As séries audiovisuais (em tv e na web) acabam por ser o sucedâneo contemporâneo dos livros de contos e novelas (mantendo a analogia, os filmes são o equivalente dos romances). Nada de novo debaixo do sol, portanto. Excepto, talvez, a constatação de que o audiovisual se está a sobrepor ao livro, volvidos pouco mais de quinhentos anos sobre Gutenberg. E são coisas muito diferentes - a meu ver, complementares.

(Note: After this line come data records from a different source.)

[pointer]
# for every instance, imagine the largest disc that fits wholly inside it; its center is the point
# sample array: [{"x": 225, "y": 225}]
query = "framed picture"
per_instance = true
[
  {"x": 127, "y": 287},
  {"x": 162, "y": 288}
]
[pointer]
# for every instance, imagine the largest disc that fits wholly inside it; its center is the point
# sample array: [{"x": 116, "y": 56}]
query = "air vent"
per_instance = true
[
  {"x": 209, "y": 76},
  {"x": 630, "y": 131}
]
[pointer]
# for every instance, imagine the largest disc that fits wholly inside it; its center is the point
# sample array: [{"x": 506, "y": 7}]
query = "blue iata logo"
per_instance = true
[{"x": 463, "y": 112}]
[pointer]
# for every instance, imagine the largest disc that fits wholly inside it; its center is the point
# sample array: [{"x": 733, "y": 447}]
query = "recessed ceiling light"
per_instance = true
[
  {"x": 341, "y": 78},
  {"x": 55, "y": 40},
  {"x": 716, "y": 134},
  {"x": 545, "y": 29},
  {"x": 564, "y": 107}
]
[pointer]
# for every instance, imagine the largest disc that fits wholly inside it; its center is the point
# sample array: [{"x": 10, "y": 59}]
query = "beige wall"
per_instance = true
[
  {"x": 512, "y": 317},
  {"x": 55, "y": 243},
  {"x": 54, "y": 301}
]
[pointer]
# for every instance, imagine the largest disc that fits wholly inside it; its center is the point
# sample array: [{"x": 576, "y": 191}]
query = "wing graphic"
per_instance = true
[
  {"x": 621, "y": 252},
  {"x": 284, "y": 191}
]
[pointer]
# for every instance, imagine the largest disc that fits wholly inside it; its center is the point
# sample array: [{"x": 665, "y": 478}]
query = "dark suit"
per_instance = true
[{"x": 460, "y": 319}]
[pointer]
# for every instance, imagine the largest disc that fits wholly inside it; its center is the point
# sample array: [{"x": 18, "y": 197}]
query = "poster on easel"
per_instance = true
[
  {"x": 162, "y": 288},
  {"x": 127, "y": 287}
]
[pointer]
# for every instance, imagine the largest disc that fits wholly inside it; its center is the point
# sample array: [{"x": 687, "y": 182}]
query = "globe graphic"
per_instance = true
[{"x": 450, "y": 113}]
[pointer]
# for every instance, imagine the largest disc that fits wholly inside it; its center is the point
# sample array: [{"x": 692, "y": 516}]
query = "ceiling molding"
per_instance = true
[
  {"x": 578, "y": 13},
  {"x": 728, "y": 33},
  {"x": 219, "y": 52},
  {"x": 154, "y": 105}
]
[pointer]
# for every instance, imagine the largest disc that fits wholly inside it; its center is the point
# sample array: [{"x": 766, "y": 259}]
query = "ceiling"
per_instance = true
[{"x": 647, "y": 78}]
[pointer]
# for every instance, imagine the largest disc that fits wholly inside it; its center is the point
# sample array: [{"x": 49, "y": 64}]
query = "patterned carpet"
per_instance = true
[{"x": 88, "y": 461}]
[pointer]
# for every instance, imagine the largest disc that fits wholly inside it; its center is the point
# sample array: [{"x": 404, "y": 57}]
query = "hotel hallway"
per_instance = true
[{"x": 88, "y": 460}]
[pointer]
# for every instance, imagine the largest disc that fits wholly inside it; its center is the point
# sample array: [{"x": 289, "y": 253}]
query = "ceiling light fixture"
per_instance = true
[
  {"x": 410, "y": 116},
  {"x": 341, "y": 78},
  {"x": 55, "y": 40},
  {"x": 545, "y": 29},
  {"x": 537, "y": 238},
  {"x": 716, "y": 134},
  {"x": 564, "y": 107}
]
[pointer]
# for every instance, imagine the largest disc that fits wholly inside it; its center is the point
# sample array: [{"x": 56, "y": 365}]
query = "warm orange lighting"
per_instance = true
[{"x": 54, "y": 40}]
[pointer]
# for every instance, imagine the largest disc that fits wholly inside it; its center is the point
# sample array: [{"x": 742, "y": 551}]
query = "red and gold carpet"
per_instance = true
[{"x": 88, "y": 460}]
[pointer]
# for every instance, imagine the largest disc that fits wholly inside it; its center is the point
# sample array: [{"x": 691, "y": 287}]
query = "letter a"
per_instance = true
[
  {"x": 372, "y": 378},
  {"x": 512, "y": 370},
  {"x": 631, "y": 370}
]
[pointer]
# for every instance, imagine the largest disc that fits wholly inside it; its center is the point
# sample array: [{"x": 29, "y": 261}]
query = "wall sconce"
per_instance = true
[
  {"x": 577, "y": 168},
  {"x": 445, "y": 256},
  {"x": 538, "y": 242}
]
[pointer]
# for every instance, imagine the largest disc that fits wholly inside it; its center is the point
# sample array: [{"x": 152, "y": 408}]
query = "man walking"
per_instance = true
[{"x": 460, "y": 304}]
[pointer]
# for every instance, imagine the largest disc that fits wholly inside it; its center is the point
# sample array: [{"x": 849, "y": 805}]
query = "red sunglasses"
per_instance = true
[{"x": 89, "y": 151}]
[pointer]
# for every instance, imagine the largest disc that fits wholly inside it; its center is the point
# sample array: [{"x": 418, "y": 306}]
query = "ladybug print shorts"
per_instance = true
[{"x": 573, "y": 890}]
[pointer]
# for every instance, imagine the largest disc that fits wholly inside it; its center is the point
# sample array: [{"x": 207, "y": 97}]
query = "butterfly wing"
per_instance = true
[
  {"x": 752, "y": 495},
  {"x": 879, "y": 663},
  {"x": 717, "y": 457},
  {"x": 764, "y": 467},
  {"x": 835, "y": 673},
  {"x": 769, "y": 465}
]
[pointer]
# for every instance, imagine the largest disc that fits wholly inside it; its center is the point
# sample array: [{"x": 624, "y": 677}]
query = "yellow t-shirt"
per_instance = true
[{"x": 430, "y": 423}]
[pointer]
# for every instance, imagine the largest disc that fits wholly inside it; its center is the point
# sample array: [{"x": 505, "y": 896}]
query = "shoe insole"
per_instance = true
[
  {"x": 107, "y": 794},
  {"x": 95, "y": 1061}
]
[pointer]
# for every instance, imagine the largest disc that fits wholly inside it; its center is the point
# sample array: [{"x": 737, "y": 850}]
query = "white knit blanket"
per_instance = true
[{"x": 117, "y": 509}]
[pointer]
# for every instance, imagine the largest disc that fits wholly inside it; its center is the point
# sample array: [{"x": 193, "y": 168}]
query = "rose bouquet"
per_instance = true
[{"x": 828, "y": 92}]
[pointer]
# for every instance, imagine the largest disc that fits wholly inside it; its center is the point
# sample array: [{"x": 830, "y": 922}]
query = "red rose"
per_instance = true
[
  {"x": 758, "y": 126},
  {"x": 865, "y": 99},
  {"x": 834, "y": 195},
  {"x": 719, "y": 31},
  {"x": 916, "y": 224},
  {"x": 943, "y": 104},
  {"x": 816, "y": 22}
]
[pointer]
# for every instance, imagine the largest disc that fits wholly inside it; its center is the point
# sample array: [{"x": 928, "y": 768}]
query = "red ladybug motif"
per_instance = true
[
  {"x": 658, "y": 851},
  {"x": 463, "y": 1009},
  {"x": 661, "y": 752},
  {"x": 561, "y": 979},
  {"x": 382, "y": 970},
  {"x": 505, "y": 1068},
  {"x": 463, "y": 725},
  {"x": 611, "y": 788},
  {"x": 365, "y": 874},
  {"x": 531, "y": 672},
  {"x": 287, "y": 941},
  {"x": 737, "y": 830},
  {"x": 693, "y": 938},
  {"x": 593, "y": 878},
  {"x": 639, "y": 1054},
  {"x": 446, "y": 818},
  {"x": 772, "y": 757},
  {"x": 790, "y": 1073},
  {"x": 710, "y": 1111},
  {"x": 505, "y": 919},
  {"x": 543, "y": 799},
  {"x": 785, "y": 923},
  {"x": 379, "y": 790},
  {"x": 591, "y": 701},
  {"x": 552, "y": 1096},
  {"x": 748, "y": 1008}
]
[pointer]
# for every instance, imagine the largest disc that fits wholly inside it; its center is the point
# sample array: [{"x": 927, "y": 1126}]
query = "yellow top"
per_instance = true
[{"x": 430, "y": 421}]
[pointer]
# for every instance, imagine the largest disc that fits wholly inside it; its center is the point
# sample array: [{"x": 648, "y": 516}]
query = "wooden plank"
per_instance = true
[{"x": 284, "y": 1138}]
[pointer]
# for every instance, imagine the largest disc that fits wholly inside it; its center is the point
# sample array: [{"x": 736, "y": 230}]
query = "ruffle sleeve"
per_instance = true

Alguns contos contemporâneos sobre a invasão tecnológica à privacidade e ao humano vêm sendo publicados, desde 2011, pela Netflix, sob o título em língua inglesa “Black Mirror” - o tal Espelho Negro do título, websérie que me foi aconselhada pela minha querida filha Beatriz. Ontem, estreou a quinta temporada, da qual destaco o episódio “Smithereens” (título que, segundo a tradição da língua portuguesa apreciadora dos mistérios das línguas alheias, não vem traduzido - mas que eu traduzo por Fagulhas). Não vou ser um desmancha-prazeres (também conhecido por “spoiler”), limito-me a partilhar o tema do conto: a avassaladora influência nas nossas vidas de companhias tecnológicas que, digo eu, há uma década atrás praticamente nem sabíamos que existiam. Falo da Apple, da Amazon, e da Alphabet (dona da Google). Segundo a edição de 18 de maio deste ano da revista The Economist, aquelas corporações faturaram no ano de 2018, respectivamente: mais de 250 mil milhões de dólares, mais de 200 mil milhões de dólares, e quase 150 mil milhões de dólares. Para pôr em medida, recordo que este Portugal Adormecido “fatura” por ano (Produto Interno Bruto, vulgo PIB)... cerca de 200 mil milhões... Àquela lista de corporações tecnológicas de receitas multimilionárias podem-se acrescentar clássicos como a Microsoft e a Huawei, ou ainda, claro, o Facebook do Smithereens - ainda com uns “meros” cerca de 50 mil milhões, “and counting”...

Mais do que as Fagulhas do conto da Netflix, importa ver quão negro se apresenta um espelho em que corporações do tamanho de Portugal influem nas nossas vidas, sem lei nem grei. E não vamos impedi-lo? Já desistimos do Direito?